Członkowie Jednostki Strzeleckiej 1006 Płońsk i władze miasta pamiętali o ofiarach ofiary komunistycznego reżimu.
Przy ścianie na terenie parafii św. Michała Archanioła w Płońsku złożono wieńce i zapalono znicze, dając tym samym dowód pamięci o żołnierzach podziemia niepodległościowego i antykomunistycznego, również i tym z powiatu płońskiego.
- Ci, którzy przeżyli, przez kolejne 45 lat żyli z piętnem - jak to określała komunistyczna propaganda - „bandytów” i „faszystów”. Większość za wierność ideałom niepodległej Polski zapłaciła niejednokrotnie cenę najwyższą - cenę swojego życia – mówił podczas uroczystego apelu Marek Sabalski z płońskiej jednostki strzeleckiej.
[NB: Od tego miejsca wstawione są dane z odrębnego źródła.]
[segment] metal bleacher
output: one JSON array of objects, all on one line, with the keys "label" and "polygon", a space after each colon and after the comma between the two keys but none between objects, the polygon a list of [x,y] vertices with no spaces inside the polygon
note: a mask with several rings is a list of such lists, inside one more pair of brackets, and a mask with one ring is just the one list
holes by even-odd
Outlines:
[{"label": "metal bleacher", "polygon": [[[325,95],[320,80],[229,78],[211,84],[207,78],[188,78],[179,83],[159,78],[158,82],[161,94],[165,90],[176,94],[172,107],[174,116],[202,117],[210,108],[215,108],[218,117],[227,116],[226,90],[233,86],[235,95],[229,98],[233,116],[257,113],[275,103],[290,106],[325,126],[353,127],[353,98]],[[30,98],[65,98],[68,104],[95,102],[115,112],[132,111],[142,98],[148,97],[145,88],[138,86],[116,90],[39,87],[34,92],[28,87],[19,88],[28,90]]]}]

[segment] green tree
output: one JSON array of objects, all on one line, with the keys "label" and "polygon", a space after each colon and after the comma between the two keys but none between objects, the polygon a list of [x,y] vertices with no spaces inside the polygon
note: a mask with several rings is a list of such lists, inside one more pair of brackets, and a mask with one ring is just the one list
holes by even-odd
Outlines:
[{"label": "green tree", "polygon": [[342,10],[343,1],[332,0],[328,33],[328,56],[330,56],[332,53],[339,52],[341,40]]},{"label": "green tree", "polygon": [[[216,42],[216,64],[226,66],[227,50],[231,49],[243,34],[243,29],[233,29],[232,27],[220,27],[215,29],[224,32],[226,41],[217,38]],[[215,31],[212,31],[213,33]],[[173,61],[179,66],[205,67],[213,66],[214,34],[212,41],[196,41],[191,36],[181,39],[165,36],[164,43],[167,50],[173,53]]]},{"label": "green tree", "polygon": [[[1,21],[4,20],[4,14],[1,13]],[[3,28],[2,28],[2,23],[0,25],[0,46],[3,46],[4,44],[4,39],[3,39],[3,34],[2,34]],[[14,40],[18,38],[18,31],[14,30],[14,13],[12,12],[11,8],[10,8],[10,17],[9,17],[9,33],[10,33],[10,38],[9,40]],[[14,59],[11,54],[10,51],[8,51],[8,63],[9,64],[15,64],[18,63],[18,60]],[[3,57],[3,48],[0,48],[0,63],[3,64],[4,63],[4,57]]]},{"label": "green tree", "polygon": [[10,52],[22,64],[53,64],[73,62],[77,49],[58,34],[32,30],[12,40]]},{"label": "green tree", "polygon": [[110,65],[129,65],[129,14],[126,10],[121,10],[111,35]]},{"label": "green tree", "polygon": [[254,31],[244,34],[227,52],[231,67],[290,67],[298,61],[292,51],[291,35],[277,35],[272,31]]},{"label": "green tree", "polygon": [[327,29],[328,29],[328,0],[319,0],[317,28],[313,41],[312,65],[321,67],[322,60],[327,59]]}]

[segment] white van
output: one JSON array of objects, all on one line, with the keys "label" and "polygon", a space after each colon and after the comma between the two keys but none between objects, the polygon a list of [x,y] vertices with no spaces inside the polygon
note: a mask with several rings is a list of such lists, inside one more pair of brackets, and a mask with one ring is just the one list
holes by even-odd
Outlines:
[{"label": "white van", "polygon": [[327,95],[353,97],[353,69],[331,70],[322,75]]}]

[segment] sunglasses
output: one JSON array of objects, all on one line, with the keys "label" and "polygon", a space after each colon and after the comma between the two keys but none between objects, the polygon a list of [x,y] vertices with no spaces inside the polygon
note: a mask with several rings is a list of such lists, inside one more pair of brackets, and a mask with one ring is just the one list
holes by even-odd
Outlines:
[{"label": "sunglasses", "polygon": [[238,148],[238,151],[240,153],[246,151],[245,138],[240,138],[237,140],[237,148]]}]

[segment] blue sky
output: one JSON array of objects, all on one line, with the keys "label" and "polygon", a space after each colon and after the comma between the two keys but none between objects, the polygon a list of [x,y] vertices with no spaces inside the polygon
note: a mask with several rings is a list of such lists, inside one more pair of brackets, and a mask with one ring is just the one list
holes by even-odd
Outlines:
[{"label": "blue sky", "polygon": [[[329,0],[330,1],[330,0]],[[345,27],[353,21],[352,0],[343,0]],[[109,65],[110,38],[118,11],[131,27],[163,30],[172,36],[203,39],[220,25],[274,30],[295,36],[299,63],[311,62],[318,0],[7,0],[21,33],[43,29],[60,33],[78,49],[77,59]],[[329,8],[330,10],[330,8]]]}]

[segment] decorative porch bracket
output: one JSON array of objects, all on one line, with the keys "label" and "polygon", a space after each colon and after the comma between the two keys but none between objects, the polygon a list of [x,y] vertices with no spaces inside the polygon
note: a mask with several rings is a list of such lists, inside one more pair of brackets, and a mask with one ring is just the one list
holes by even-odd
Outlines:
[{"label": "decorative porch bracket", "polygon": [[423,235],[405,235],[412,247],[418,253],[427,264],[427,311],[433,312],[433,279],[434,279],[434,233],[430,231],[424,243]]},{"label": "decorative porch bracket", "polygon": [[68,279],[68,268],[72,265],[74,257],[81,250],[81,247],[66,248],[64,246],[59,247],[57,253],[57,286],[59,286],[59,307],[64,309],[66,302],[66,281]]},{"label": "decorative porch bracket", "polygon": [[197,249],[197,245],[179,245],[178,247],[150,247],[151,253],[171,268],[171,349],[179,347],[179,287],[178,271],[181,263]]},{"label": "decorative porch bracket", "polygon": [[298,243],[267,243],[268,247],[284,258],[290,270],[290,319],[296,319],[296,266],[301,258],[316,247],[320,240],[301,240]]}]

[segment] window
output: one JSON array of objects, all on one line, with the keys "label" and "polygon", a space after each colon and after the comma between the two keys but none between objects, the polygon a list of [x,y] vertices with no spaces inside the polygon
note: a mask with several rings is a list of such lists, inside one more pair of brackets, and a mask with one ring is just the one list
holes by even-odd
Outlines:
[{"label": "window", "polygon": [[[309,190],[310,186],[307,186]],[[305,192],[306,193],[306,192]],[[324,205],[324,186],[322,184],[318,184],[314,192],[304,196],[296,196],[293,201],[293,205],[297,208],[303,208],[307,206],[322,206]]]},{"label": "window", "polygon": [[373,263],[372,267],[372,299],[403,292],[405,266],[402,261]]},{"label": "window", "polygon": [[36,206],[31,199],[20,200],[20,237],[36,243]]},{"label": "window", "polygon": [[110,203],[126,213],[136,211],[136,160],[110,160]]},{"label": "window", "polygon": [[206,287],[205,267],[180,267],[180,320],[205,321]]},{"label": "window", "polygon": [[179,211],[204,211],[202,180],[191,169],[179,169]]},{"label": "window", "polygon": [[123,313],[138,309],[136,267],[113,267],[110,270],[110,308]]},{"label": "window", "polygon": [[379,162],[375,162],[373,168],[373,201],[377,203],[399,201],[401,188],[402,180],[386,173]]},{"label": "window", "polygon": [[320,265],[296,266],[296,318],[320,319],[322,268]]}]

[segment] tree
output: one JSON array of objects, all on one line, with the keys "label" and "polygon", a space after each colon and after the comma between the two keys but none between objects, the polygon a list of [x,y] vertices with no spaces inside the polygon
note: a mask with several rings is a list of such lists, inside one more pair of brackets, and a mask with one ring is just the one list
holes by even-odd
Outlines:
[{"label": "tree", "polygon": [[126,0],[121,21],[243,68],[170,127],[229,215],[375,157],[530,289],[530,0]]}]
- Po tylu latach żołnierze wyklęci wreszcie doczekali się sprawiedliwości, a jeśli nie doczekali, to przynajmniej ich rodziny wiedzą, że nie byli to zdrajcy, czy „zaplute karły reakcji”, ale byli to bohaterowie przez wielkie B – dodawał dziś Stanisław Świerczewski, dowódca JS 1006 Płońsk.